In this study, we aim to discover the involvement of astrocytes, the prevailing subtype of glia in the brain, in modulating network activity. Specifically, we focus on astrocytic K+ clearance processes in modulating neural oscillations at both network and cellular levels. Since astrocytes are central for maintaining K+ homeostasis, our study suggests that modulation of their inherent capabilities to clear K+ from the extracellular milieu is a potential mechanism to optimise neural resonance behaviour and thus tune neural oscillations.

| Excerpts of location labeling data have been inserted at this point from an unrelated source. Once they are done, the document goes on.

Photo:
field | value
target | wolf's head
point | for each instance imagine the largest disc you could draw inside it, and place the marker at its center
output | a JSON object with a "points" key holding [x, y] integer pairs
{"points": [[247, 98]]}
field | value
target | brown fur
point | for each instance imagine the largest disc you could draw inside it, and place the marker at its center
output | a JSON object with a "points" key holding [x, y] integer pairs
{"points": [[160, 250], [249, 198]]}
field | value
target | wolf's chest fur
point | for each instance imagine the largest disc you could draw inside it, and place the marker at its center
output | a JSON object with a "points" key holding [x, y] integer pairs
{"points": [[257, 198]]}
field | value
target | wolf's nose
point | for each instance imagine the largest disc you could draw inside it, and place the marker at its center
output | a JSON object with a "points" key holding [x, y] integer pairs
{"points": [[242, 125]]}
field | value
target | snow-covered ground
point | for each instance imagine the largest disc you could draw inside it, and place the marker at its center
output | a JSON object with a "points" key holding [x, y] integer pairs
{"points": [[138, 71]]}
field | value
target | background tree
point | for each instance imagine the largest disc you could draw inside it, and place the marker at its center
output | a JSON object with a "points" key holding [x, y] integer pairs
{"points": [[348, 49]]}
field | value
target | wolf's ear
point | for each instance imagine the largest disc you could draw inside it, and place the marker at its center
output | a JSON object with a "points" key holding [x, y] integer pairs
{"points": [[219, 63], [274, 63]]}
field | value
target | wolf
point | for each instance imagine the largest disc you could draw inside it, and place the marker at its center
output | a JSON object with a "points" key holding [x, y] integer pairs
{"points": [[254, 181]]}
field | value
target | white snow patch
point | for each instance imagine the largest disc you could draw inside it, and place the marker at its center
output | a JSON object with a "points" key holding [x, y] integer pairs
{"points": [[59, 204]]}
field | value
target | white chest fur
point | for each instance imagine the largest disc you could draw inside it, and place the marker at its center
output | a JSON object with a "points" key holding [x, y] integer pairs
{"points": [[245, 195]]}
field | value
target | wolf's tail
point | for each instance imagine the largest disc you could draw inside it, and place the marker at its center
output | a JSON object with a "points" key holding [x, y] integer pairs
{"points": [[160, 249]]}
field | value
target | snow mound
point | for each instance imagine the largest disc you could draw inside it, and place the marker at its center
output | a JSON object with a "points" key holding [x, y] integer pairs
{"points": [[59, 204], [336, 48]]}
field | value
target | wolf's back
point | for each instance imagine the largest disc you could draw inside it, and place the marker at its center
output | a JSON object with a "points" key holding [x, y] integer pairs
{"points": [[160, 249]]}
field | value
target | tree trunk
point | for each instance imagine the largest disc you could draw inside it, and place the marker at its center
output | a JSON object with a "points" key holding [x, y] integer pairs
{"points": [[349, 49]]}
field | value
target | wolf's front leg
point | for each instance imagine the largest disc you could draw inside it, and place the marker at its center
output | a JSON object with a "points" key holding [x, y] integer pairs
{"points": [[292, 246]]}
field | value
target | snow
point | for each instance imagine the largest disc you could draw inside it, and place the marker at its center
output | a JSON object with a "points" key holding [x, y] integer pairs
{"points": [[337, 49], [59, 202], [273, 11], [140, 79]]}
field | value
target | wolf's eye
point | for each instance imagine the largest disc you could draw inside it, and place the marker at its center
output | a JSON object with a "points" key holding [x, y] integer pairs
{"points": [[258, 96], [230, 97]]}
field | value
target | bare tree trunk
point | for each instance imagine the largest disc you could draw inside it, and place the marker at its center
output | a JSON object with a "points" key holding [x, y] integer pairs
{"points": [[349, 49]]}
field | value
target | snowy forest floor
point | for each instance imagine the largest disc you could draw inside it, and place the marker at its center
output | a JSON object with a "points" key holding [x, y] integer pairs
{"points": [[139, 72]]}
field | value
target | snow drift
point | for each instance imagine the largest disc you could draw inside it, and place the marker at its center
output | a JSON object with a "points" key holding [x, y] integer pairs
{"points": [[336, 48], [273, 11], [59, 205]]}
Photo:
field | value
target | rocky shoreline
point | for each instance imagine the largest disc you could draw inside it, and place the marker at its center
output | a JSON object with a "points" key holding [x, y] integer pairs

The impact of neuroinflammation on Alzheimer’s Disease

Alzheimer’s disease (A.D) is a neurodegenerative disorder characterized by significant impairment of cognitive function, memory loss and behavioural phenotypes such as anxiety and depression. There are several hypotheses regarding the etiology of A.D. The first and oldest hypothesis is the "cholinergic hypothesis" which suggest that a serious loss of cholinergic function in the basal forebrain and the associated loss of cholinergic innervation in the hippocampus and neocortex contribute significantly to the cognitive symptoms associated with AD. However, the source underling the loss of cholinergic cells is still unknown. Recent findings suggest that neuroinflammation is a preliminary process, which play a role in the onset of Alzheimer’s disease. However, the impact of neuroinflammation on cholinergic neurons is still an undiscovered area. In this project we aim to determine the effects of chronic and acute inflammatory processes on neurophysiological properties of the basal forebrain cholinergic system, and the susceptibility of cholinergic neurons during aging.

Targeting excitability of motoneuron’s in ALS mice models

Amyotrophic lateral sclerosis (ALS) is a neurodegenerative disease in which patient’s lose motor functions due to progressive loss of motor neurons in the brainstem and spinal cord. Evidence from patients in the clinic suggests that prior to the presentation of clinical symptoms, familial and sporadic ALS patients display an increase in neuronal hyperexcitability, however, the factors that instigate the changes in neural conductivity over the course of disease onset and progression are not well understood. In this project, we aim to investigate the ionic mechanisms governing changes in neuronal excitability in motor neurons of mice model for ALS. Specifically, we will assess the connectivity and function of astrocytes in the vicinity of these motor neurons and identify their effect on neuronal excitability in ALS.